As Facebook works out the ideal privacy model for the site, the topic became the center of conversation in Washington D.C. this past week. Facebook’s chief privacy officer, Chris Kelly, testified before congress about the social network’s privacy policies. Meanwhile, the Washington Post profiled the lobbying efforts of Timothy Sparapani, former senior legislative counsel for the American Civil Liberties Union (ACLU) who joined Facebook as its director of public policy back in March.
Privacy and the management of user data has begun to catch the attention of lawmakers. Facebook, Google and other companies in Silicon Valley have begun revving up their lobbying efforts to ensure that any future privacy laws don’t impede upon their business models, which rely heavily on advertising.
The addition of both Sparapani and Kelly to Facebook’s staff was welcomed by members of the privacy community, who have often been critical of Facebook. Most recently, Facebook experienced a backlash from users when it revised its terms of service. Many perceived the change to imply that Facebook would hold onto users’ data even after they cancel their memberships. Facebook reverted to its original terms of service, claiming users own their data, and later had a user vote to reflect what the new terms of service should be.

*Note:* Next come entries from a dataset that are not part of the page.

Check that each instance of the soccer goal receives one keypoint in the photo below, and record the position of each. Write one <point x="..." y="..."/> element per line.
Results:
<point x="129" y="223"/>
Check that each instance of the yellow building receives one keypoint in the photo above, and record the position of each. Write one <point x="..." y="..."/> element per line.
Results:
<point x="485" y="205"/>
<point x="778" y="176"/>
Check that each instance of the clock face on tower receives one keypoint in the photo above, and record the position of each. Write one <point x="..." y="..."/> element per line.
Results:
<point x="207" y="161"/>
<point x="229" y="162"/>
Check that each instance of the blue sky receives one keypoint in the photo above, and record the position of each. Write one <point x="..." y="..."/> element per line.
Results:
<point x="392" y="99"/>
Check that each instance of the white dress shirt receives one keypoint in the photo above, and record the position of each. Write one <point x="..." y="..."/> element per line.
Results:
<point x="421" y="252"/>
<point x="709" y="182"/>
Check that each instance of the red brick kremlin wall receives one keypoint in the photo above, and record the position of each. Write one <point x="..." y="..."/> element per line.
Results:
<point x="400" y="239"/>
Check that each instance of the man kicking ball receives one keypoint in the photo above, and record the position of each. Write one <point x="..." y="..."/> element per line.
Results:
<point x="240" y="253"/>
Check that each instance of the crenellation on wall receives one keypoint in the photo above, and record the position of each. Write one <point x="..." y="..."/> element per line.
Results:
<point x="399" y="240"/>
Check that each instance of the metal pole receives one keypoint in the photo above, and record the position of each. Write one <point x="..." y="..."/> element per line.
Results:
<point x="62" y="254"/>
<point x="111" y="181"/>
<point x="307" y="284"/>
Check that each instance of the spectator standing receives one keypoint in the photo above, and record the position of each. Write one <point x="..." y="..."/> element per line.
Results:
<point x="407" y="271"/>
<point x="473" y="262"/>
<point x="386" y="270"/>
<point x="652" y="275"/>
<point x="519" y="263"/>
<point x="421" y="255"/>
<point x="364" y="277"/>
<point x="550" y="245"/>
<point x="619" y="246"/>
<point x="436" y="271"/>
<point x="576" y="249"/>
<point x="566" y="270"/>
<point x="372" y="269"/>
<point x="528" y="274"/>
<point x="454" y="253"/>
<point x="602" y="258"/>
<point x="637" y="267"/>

During his testimony, Kelly highlighted the terms of service incident and how the company responded in a way that would not only be fair to users, but that would also mirror the reality of Facebook’s business model. Facebook does not reveal the identity of users to advertisers — just basic information (such as keywords) that allows Facebook to service up relevant ads.
“In offering its free service to users,” Kelly told congress, “Facebook is dedicated to developing advertising that is relevant and personal without invading users’ privacy, and to giving users more control over how their personal information is used in the online advertising environment.”
Kelly also said that Facebook was “inartful” in the way it introduced Beacon – which quickly became a major PR incident for the company. With Beacon, users’ buying actions were broadcasted to friends without their clear consent. The feature sparked controversy and drew the ire of MoveOn.org, the political advocacy group.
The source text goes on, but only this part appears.